[Date Prev][Date Next] [Chronological] [Thread] [Top]

Re: OpenLDAP syncrepl woes



On Thu, Nov 17, 2011 at 5:50 PM, Howard Chu <hyc@symas.com> wrote:
>
> Jeffrey Crawford wrote:
>>
>> On Wed, Nov 16, 2011 at 1:27 PM, Howard Chu <hyc@symas.com
>> <mailto:hyc@symas.com>> wrote:
>>    Jeffrey Crawford wrote:
>>        On Wed, Nov 16, 2011 at 7:40 AM, Jeffrey Crawford<jeffreyc@ucsc.edu
>>        <mailto:jeffreyc@ucsc.edu>>  wrote:
>>            On Wed, Nov 16, 2011 at 12:09 AM, Howard Chu<hyc@symas.com
>>            <mailto:hyc@symas.com>>  wrote:
>>                Jeffrey Crawford wrote:
>>                    I'm trying to stabilize our openldap server farm before
>>                    going live and
>>                    am finding that despite the contextCSN matching between
>>                    providers and
>>                    replicas, the actual content of the server is getting out
>>                    of sync.
>>                    This is most prominent when we are testing our population
>>                    routine and
>>                    we need to remove all accounts before starting. right now
>>                    it's only
>>                    about 22000 entries (It will get much larger).
>
>>                    During the mass delete we got the following sprinkled
>>                    throughout the
>>                    logs on all machines:
>>                    ====
>>                    Nov 15 15:47:16 idm-prod-ldap-2 slapd[33070]:
>>                    bdb(dc=domain,dc=name):
>>                    previous transaction deadlock return not resolved
>>
>>
>>                Wow.

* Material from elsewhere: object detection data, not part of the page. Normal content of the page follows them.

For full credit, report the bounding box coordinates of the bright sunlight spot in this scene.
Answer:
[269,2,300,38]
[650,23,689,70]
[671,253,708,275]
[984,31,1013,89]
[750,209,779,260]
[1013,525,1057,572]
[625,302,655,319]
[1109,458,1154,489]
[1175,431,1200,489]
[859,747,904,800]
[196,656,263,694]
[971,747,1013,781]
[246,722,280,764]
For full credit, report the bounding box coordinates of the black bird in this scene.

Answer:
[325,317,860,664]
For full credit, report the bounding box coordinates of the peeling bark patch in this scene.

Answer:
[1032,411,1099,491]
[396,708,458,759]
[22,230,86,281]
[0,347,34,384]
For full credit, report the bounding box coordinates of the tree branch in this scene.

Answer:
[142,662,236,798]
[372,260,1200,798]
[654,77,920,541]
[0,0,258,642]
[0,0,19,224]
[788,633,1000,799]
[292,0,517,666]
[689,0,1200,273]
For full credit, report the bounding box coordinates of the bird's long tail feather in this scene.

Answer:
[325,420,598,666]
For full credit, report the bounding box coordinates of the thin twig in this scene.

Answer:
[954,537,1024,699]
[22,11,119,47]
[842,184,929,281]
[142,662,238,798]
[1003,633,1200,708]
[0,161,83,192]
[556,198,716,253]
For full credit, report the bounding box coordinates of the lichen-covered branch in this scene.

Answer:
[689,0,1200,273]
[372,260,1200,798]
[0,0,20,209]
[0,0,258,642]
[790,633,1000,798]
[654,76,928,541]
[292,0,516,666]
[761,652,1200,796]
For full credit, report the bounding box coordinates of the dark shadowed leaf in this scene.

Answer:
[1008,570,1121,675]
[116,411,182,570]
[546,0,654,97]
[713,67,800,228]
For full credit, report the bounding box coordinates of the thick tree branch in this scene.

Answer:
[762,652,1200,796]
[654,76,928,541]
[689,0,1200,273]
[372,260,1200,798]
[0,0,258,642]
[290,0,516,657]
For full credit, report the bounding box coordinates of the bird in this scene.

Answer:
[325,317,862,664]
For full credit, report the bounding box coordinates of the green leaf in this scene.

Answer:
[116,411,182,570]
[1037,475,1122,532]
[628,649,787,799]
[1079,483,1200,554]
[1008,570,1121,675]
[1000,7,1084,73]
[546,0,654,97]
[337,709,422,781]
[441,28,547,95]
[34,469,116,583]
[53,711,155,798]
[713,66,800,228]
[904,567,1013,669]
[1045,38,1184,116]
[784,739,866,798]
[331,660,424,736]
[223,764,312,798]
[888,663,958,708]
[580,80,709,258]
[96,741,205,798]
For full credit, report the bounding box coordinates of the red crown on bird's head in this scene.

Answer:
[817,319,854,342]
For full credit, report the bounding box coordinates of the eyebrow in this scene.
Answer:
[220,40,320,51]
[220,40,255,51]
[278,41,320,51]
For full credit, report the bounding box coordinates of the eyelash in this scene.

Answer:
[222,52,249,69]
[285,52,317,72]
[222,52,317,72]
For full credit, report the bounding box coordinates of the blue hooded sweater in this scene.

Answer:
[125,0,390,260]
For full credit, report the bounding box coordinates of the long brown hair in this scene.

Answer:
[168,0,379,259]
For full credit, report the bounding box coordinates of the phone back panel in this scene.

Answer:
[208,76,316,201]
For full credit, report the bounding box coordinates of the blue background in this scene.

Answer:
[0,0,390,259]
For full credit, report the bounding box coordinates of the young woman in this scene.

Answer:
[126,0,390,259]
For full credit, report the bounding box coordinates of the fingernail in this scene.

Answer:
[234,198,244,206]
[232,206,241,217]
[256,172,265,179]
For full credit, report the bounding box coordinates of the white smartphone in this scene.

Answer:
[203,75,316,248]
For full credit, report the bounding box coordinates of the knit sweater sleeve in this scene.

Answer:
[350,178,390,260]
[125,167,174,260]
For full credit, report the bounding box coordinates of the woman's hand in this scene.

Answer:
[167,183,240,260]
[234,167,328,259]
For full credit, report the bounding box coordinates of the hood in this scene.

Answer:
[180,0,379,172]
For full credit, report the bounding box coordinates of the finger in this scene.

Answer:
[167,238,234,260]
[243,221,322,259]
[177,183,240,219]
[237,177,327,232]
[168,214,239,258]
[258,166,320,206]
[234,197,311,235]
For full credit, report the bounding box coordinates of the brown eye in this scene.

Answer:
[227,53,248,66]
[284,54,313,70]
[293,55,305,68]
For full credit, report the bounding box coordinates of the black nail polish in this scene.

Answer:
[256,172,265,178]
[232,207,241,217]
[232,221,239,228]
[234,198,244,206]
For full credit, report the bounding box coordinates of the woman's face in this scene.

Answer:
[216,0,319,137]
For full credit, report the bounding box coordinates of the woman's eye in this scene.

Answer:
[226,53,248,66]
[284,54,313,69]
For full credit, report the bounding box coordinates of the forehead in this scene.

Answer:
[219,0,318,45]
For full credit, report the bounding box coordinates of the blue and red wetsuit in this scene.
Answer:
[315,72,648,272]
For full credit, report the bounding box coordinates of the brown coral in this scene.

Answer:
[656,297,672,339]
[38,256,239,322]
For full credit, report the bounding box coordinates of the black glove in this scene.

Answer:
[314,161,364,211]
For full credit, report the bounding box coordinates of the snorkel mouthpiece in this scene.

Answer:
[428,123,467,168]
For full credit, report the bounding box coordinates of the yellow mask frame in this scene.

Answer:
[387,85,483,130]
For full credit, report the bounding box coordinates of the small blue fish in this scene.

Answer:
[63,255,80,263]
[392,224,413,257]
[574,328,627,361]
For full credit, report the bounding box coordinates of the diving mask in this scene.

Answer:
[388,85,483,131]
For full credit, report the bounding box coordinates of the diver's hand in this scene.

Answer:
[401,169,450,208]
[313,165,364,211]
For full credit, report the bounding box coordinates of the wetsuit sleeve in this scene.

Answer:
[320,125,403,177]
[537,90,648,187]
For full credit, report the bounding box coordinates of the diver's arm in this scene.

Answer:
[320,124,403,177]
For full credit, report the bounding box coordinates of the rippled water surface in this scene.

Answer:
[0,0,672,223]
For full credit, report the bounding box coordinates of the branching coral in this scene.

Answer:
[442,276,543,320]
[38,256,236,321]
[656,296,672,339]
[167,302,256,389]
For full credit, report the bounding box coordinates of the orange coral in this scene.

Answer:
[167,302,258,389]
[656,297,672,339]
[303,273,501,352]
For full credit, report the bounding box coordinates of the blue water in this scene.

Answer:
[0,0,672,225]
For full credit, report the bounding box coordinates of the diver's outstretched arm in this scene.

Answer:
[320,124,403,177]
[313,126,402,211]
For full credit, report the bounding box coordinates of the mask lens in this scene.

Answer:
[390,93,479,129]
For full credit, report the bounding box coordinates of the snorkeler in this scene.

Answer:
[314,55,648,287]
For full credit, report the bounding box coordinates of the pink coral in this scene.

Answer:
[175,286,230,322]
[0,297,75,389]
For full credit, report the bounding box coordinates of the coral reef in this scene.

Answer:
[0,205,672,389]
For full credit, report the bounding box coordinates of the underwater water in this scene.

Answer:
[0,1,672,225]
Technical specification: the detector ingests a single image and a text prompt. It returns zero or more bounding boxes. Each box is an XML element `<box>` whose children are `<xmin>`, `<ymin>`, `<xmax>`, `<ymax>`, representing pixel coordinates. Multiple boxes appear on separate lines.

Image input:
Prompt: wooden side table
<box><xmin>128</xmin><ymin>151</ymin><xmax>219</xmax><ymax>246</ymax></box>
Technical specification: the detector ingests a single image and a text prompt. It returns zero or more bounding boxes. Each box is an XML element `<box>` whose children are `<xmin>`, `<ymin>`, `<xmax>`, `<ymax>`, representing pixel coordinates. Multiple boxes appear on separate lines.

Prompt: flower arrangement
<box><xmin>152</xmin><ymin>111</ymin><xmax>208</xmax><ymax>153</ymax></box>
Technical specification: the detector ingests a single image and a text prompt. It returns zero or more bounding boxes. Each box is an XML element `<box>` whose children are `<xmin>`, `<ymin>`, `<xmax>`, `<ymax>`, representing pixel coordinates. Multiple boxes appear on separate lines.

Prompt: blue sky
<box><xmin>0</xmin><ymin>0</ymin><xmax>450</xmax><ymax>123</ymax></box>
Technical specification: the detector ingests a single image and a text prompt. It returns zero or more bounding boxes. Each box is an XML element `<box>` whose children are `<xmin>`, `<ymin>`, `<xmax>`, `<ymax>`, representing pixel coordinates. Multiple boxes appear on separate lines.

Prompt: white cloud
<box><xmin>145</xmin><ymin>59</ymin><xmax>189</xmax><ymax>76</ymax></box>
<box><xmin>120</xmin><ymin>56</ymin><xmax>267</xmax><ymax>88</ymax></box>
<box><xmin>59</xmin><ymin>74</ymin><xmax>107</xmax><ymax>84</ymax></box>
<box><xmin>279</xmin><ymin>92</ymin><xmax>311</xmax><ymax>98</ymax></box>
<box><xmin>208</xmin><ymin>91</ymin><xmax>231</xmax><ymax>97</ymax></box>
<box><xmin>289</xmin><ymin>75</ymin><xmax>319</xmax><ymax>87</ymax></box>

I've never seen this error message before. What version
>>                of OpenLDAP and
>>                BerkeleyDB are you using?
>>
>>
>>            FreeBSD 8.2 with openldap 2.4.26, however like I mentioned before,
>>            right now I think we are squeezing ram right now Part of this
>>            deployment was to discover how much ram we needed on the virtual
>>            machine and it was started pretty low.
>>
>>
>>        Oh and we are using bdb 4.6 right now (forgot to answer that)
>>
>>
>>    Running out of memory would cause an obvious error message ("no memory")
>>    so that's not likely to be the problem here. Might be worth upgrading to
>>    at least BDB 4.8, but again, never having seen BDB spit out that error
>>    before, that's just a guess.
>
>> Not sure if this is significant but I'm been noticing that this error only
>> shows up on deletes. However it also shows up on deletes on the machine I'm
>> running the ldapdelete against. So perhaps this is more of a software issue.
>> I'll go ahead and run this with more ram and I'll check with the sysadmin if
>> they can compile it against bdb 4.8 and see if that changes anything. But I
>> don't think ITS#7052 applies here because the machine I'm doing this against
>> does not use syncrepl, its the provider to others.
>>
>> This is a machine on a VM. Are there any known issues with that?
>
> Way back in the dawn of time, there were some VMware implementations that didn't support mutexes correctly. I don't think that's been an issue for many years. There ought to be other error messages in your log, immediately preceding the one you quoted. Post those too.
>
> --
>  -- Howard Chu
>  CTO, Symas Corp.           http://www.symas.com
>  Director, Highland Sun     http://highlandsun.com/hyc/
>  Chief Architect, OpenLDAP  http://www.openldap.org/project/

There really isn't much there but here is an example really not much
around it: (I've modified the usernames only)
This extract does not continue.